Une psychanalyse dure longtemps car il y a des résistances conscientes et inconscientes.

Le but de la psychanalyse est de faire passer à la conscience ce qui est inconscient, de récupérer une mémoire ( se remémorer pour cesser de commémorer! ) et par cette conscience du passé, gagner une maîtrise dans le présent (actions) et vis-à-vis de l’avenir ( projets), de recouvrer liberté et responsabilité!

Ce dont on a pris conscience  peut alors être accepté, condamné ou sublimé, c’est-à-dire que l’on va donner à l’énergie de la pulsion  un objet de plus haute valeur sociale.

 (Précisions sur la sublimation: ce terme, introduit par Freud en psychanalyse, évoque à la fois le terme de sublime, employé notamment dans le domaine des beaux-arts pour désigner une production suggérant la grandeur, l’élévation, et le terme de sublimation utlisé en chimie pour désigner le procédé qui fait passer un corps directement de l’état solide à l’état gazeux. C’est avec leur satisfaction,  leur refoulement, la 3ème issue de nos pulsions. Elle est “la seule satisfaction permise par la promesse analytique”, selon Lacan et elle est à l’origine de l’art, de la religion, de la recherche intellectuelle, de la science.

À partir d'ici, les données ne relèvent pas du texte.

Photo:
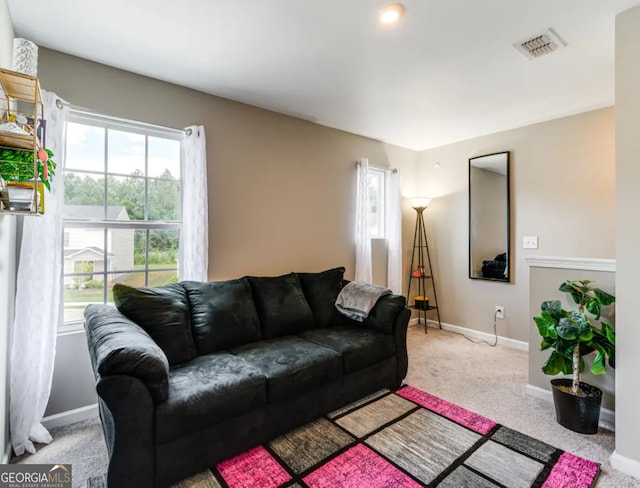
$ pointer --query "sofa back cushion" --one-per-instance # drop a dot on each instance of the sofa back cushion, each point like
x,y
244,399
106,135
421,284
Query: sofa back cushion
x,y
383,315
223,314
163,312
281,305
321,291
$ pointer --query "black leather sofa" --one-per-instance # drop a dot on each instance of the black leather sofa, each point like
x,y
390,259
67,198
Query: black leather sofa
x,y
192,373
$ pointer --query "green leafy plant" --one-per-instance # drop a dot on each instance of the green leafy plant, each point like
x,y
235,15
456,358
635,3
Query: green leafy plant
x,y
16,166
573,334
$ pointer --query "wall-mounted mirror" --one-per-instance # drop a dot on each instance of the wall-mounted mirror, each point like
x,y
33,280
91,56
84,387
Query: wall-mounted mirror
x,y
489,243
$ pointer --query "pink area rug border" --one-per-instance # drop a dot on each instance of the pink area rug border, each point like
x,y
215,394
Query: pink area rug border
x,y
360,466
465,417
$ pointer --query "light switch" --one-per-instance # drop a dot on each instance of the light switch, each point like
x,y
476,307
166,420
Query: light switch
x,y
530,242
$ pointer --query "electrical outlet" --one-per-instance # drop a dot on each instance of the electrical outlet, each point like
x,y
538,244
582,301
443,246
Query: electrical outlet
x,y
530,242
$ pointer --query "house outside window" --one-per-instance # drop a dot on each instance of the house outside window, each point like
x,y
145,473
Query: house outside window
x,y
376,189
122,210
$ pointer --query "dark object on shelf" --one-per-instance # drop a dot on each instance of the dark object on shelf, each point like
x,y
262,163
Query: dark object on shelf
x,y
577,413
422,272
192,373
421,303
495,269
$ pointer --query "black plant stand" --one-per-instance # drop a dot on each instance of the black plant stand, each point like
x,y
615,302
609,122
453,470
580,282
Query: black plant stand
x,y
421,274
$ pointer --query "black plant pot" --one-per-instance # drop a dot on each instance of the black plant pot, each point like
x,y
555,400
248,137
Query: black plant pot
x,y
578,413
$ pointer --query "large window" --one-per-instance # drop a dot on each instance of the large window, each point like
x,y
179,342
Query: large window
x,y
375,184
122,212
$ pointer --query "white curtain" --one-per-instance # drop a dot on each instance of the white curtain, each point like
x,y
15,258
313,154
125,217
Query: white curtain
x,y
393,212
363,238
38,293
194,237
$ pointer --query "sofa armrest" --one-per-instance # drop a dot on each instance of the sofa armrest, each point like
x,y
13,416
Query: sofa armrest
x,y
118,346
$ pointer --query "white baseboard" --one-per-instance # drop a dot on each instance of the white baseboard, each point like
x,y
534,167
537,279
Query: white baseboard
x,y
70,416
476,334
6,456
625,465
607,417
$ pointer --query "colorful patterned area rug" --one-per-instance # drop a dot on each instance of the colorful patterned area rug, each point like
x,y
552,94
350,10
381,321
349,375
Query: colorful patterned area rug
x,y
406,438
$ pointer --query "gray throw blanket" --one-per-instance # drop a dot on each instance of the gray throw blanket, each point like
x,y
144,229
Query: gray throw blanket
x,y
357,299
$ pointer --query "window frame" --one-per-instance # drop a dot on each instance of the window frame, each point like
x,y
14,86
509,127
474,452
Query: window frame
x,y
110,123
381,175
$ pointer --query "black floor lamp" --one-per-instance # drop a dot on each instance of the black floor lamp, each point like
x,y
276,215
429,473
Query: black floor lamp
x,y
421,270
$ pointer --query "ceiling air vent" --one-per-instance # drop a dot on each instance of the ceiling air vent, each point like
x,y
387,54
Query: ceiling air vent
x,y
541,44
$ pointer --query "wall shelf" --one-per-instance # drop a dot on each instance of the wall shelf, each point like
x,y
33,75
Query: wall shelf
x,y
21,108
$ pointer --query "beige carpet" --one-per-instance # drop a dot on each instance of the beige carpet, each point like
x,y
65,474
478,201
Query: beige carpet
x,y
491,381
444,364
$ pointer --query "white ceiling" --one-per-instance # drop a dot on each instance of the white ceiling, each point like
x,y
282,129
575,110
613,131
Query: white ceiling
x,y
447,72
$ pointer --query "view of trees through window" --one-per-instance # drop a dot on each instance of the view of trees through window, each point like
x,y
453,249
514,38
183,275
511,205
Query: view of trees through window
x,y
121,211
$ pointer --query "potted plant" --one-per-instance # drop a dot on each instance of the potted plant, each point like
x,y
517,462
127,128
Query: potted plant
x,y
572,335
17,176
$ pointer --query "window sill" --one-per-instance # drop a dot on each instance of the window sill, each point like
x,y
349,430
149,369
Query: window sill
x,y
70,329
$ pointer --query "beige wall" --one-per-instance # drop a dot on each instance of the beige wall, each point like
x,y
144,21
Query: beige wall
x,y
281,190
544,283
7,257
627,238
562,180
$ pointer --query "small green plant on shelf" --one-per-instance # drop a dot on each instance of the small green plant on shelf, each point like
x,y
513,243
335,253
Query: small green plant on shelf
x,y
16,166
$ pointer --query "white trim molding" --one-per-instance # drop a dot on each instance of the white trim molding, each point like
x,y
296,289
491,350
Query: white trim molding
x,y
8,451
70,416
607,417
586,264
625,465
476,334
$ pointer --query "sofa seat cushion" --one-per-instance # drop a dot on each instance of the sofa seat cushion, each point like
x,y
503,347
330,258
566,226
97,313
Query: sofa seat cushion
x,y
359,347
206,391
292,365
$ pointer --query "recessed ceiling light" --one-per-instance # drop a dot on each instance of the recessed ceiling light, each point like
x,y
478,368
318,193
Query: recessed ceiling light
x,y
391,13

Sur l’art: “L’artiste, comme le névropathe, s’était retiré loin de la réalité insatisfaisante dans ce monde imaginaire, mais à l’inverse du névropathe il s’entendait à trouver le chemin du retour et à reprendre pied dans la réalité. Ses créations, les oeuvres d’art, étaient les satisfactions imaginaires de désirs inconscients, tout comme les rêves, avec lesquels elles avaient d’ailleurs en commun le caractère d’être un compromis, car elles aussi devaient éviter le conflit à découvert avec les puissances de refoulement. Mais à l’inverse des productions asociales narcissiques du rêve, elles pouvaient compter sur la sympathie des autres hommes, étant capables d’éveiller et de satisfaire chez eux les mêmes inconscientes aspirations du désir. De plus elles se servaient, comme « prime de séduction », du plaisir attaché à la perception de la beauté de la forme.” Freud

Sur la culture: « Beaucoup d’entre nous se résigneront difficilement à renoncer à la croyance qu’il existe, inhérente à l’homme même, une tendance à la perfection à laquelle il serait redevable du niveau actuel de ses facultés intellectuelles et de sa sublimation morale et dont on serait en droit d’attendre la transformation progressive de l’homme actuel en surhomme. Je dois avouer que je ne crois pas à l’existence d’une pareille tendance interne et que je ne vois aucune raison de ménager cette illusion bienfaisante. A mon avis, l’évolution de l’homme, telle qu’elle s’est effectuée jusqu’à présent, ne requiert pas d’autre explication que celle des animaux et, s’il existe une minorité d’êtres humains qu’une tendance irrésistible semble pousser vers des niveaux de perfection de plus en plus élevés, ce fait s’explique tout naturellement en tant que conséquence de cette répression d’instincts sur laquelle repose ce qu’il y a de plus précieux dans la culture humaine. » FREUD, Essais de psychanalyse)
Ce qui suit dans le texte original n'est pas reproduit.